Both the PCC analysis and the SSIM analysis show the same behavior.

Augmenting the experimental dataset with simulated projection data always improves the result, bringing the image quality nearly to that of the reference image, in spite of the correlation between the extent of missing experimental data and the result value of the augmented reconstruction.

6. Summary

The proposed approach shows that simulated XCT data can be used to greatly improve the FBP reconstruction quality of incomplete Region of Interest and Missing Wedge XCT datasets. While the simulation augmentation fully restores the overall geometry of an object, small deviations to the simulation (typically material or construction defects) suffer from a dampening in contrast relative to their background. The effectiveness of the approach decreases with an increasing percentage of missing information in the experimental scan.

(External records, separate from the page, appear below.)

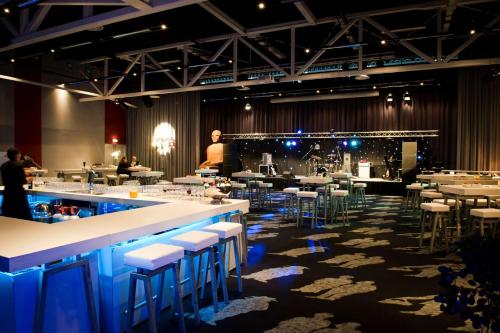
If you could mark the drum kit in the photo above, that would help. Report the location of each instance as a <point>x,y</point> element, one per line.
<point>319,166</point>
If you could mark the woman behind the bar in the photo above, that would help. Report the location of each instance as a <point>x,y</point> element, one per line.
<point>15,202</point>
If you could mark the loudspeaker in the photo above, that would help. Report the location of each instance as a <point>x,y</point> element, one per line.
<point>148,102</point>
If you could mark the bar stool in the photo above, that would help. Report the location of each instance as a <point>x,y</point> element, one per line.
<point>339,200</point>
<point>428,196</point>
<point>359,194</point>
<point>195,244</point>
<point>413,195</point>
<point>51,273</point>
<point>238,190</point>
<point>490,216</point>
<point>111,180</point>
<point>309,198</point>
<point>265,193</point>
<point>228,232</point>
<point>150,261</point>
<point>433,213</point>
<point>290,201</point>
<point>76,178</point>
<point>122,177</point>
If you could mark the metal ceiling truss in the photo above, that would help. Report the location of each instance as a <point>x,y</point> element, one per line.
<point>334,135</point>
<point>290,71</point>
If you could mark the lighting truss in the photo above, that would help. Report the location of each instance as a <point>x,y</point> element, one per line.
<point>335,135</point>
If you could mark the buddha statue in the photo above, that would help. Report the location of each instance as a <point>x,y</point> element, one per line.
<point>214,152</point>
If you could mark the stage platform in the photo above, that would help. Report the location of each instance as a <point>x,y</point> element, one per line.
<point>374,185</point>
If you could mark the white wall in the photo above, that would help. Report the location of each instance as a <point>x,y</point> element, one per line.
<point>72,132</point>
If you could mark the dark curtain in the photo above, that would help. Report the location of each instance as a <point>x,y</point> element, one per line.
<point>432,108</point>
<point>182,111</point>
<point>478,142</point>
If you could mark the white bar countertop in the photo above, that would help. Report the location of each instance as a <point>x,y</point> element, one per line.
<point>471,190</point>
<point>25,244</point>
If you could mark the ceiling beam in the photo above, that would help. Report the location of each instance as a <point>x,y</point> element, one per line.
<point>306,12</point>
<point>472,39</point>
<point>167,73</point>
<point>213,58</point>
<point>37,19</point>
<point>402,42</point>
<point>82,3</point>
<point>45,85</point>
<point>369,71</point>
<point>223,17</point>
<point>262,55</point>
<point>8,24</point>
<point>328,43</point>
<point>117,15</point>
<point>139,4</point>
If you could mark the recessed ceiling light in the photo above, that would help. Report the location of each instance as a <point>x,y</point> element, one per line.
<point>361,77</point>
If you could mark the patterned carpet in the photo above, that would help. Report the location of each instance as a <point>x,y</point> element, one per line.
<point>367,277</point>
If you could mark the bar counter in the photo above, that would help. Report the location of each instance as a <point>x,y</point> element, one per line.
<point>28,248</point>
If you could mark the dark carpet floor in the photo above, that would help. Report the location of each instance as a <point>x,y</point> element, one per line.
<point>367,277</point>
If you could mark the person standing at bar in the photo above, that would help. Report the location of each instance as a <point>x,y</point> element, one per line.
<point>15,202</point>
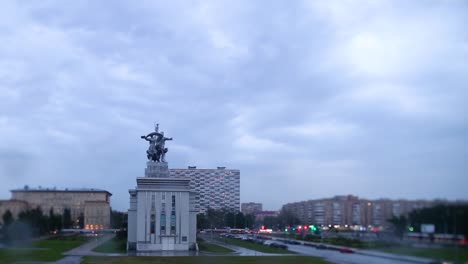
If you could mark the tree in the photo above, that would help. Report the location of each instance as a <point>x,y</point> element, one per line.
<point>240,220</point>
<point>202,221</point>
<point>67,222</point>
<point>249,220</point>
<point>118,219</point>
<point>399,224</point>
<point>80,221</point>
<point>7,218</point>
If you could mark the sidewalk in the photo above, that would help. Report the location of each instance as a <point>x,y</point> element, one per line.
<point>379,254</point>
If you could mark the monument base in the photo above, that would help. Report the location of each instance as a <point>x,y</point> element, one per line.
<point>156,169</point>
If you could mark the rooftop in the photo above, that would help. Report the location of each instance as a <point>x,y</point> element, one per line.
<point>54,189</point>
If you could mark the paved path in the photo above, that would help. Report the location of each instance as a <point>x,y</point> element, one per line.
<point>74,256</point>
<point>86,249</point>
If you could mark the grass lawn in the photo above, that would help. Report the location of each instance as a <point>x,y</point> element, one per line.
<point>43,250</point>
<point>435,253</point>
<point>256,247</point>
<point>115,245</point>
<point>206,260</point>
<point>208,247</point>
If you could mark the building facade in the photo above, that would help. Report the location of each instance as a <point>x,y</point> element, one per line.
<point>214,188</point>
<point>162,215</point>
<point>91,205</point>
<point>349,210</point>
<point>251,208</point>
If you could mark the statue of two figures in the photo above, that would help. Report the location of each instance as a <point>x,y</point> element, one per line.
<point>156,151</point>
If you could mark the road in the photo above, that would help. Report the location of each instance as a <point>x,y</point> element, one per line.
<point>351,258</point>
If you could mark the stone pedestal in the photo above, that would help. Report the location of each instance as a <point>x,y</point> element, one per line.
<point>162,214</point>
<point>156,169</point>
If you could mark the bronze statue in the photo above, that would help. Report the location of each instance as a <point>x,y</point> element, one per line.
<point>157,150</point>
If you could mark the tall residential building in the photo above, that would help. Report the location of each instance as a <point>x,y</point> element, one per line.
<point>215,188</point>
<point>350,210</point>
<point>251,208</point>
<point>91,204</point>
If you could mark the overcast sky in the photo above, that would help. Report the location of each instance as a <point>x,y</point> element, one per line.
<point>309,99</point>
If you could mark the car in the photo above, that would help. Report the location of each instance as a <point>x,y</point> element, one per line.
<point>346,250</point>
<point>322,246</point>
<point>278,245</point>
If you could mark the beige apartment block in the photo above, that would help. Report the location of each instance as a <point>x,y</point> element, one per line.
<point>93,205</point>
<point>15,207</point>
<point>349,210</point>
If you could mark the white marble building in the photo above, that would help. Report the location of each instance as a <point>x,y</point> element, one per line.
<point>162,213</point>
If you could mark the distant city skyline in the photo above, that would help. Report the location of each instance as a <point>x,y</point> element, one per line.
<point>308,99</point>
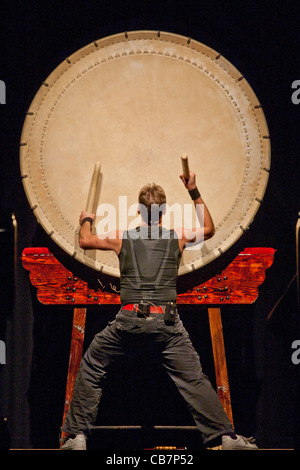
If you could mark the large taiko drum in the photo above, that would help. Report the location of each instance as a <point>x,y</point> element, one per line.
<point>135,102</point>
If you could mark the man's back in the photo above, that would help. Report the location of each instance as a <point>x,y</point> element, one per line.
<point>149,261</point>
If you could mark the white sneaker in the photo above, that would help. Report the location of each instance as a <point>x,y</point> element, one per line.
<point>75,443</point>
<point>240,443</point>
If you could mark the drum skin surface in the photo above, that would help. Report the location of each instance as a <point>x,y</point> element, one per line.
<point>135,102</point>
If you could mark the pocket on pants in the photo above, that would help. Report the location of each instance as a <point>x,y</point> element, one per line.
<point>130,324</point>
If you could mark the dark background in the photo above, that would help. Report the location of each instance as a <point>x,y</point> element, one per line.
<point>262,40</point>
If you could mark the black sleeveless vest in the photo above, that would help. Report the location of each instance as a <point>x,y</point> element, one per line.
<point>149,262</point>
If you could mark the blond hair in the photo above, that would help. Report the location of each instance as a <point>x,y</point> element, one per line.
<point>152,201</point>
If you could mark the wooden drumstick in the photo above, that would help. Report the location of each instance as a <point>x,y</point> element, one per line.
<point>93,192</point>
<point>185,166</point>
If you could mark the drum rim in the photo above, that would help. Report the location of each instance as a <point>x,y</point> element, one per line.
<point>159,36</point>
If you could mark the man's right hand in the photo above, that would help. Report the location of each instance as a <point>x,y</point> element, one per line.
<point>85,214</point>
<point>191,183</point>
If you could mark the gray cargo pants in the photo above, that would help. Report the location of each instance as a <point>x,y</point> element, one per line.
<point>178,357</point>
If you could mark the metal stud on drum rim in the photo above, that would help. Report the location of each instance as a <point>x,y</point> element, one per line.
<point>135,102</point>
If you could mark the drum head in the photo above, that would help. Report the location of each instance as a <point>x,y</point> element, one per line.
<point>135,102</point>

Inside a RoI, where the complete information is available, the data augmentation mostly results in a strong reduction of the common ring artifact and its shine inside the RoI. This leads to greatly improved image quality towards the inner edge of the RoI area. For the RoI problem, simulation augmentation improved the visibility of inclusions in all observed cases. The overall internal geometry of the object was always restored, and all features could be retrieved. Different RoI sizes down to 25% of the object diameter were tested. This case shows that inclusions that are not visible in an incomplete reconstruction also do not appear in the reconstruction of augmented data. Also, the typical RoI ring artifact could not be completely removed due to an imperfect simulation. Its impact on the whole image (a circle of low grey values) was greatly reduced, and its core brightness was reduced from 65,000 to 3000 grey values (in the 25% RoI case).

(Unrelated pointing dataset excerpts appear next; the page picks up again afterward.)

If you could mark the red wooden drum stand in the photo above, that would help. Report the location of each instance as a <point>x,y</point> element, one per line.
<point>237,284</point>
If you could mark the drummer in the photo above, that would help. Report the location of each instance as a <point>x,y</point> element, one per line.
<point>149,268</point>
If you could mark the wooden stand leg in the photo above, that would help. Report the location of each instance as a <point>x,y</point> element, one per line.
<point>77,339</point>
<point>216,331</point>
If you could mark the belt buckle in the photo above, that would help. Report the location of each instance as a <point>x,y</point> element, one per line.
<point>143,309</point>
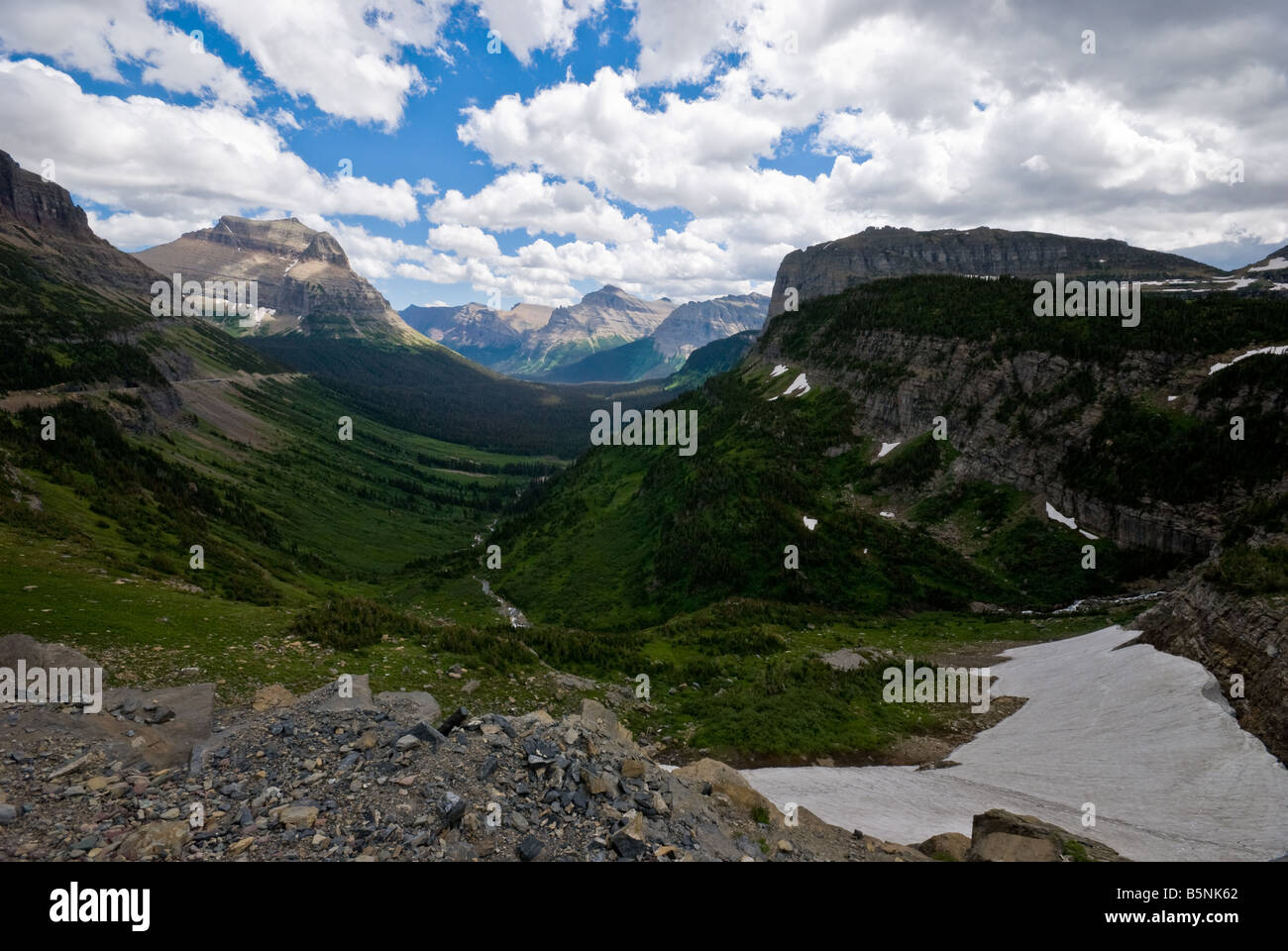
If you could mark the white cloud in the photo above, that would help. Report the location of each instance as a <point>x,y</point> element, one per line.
<point>97,37</point>
<point>165,162</point>
<point>346,56</point>
<point>464,240</point>
<point>524,200</point>
<point>529,25</point>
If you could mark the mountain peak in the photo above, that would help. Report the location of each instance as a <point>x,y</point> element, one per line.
<point>40,204</point>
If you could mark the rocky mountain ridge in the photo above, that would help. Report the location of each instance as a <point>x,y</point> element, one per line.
<point>608,337</point>
<point>301,274</point>
<point>833,265</point>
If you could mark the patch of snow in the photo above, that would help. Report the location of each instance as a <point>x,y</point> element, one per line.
<point>1218,368</point>
<point>800,385</point>
<point>1273,264</point>
<point>1056,517</point>
<point>1144,735</point>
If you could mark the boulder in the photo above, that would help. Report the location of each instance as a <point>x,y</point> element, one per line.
<point>1003,836</point>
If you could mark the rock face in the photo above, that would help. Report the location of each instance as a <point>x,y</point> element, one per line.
<point>601,320</point>
<point>698,322</point>
<point>42,219</point>
<point>303,276</point>
<point>1003,836</point>
<point>1232,635</point>
<point>943,373</point>
<point>833,265</point>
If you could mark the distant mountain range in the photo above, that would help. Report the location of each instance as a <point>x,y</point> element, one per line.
<point>608,335</point>
<point>304,279</point>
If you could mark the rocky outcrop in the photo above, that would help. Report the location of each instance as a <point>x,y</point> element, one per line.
<point>1003,836</point>
<point>1233,637</point>
<point>833,265</point>
<point>949,377</point>
<point>339,778</point>
<point>44,223</point>
<point>301,274</point>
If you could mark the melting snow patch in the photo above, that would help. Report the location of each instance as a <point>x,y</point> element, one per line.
<point>1133,729</point>
<point>1056,517</point>
<point>1218,368</point>
<point>1273,264</point>
<point>800,385</point>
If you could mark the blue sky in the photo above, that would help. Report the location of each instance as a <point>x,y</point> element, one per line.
<point>671,147</point>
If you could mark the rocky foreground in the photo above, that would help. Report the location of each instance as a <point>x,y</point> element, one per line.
<point>329,778</point>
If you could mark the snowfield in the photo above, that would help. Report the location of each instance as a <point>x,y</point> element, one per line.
<point>1219,368</point>
<point>800,386</point>
<point>1144,736</point>
<point>1273,264</point>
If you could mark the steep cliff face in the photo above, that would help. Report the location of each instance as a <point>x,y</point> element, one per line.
<point>42,219</point>
<point>1126,435</point>
<point>835,265</point>
<point>303,276</point>
<point>1232,635</point>
<point>965,384</point>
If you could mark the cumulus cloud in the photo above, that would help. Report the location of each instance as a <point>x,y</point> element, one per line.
<point>163,162</point>
<point>526,200</point>
<point>97,38</point>
<point>524,26</point>
<point>348,58</point>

In the Missing Wedge case, the overall image geometry could be greatly improved. In unfavorable cases of MW, where large parts of the global features completely disappeared in the classic reconstruction, such features could be recovered. In the classic reconstruction, inclusions that were located at the disappeared contours of channel D were easier to see than in a reference reconstruction (full 360° dataset). Since these inclusions could not be allocated to a specific geometry, the benefit of this effect is questionable. The contrast of these inclusions was slightly decreased in an augmented reconstruction, but their location in the object could be precisely identified. The warping artifacts caused by MW could almost completely be removed by replacing the missing projections with simulated ones.

7. Conclusions

The quality enhancement of augmented FBP reconstructions offers the possibility of using RoI and Missing Wedge datasets with almost no artifact influence. However, the required manual labor when creating a simulated XCT scan still reduces the applicability to real-world cases. Even with an accurate 3D model of the scanned object, the model needs to be perfectly positioned inside a virtual XCT scanner. Additionally, this scanner needs to be set up in a way that it closely mimics the real-world device. The initial setup is based on a priori information, such as the XCT scanner metadata and the documentation of the scan; however, such information needs to be updated at a later stage based on the results of preliminary reconstructions of the created dataset. Both the initial setup and the fine adjustments have the potential to be automated, leading to improved real-world applicability. If only a prototype of the object, i.e., general structural characteristics, is known, the approach would have to be transformed into an iterative algorithm for precise positioning and refinement of the individual (local) structure.

With reduced manual labor, the approach of simulation-augmentation has the potential to improve other reconstruction algorithms than FBP. It also opens up the way to compare two simultaneously reconstructed images: the original reconstruction of incomplete data and the other one, a simulation-augmented image. In the original image, some inclusions may be significantly easier to see (e.g., in some MW cases), while the augmented reconstruction offers the possibility to evaluate the inclusion in the context of a correct object geometry.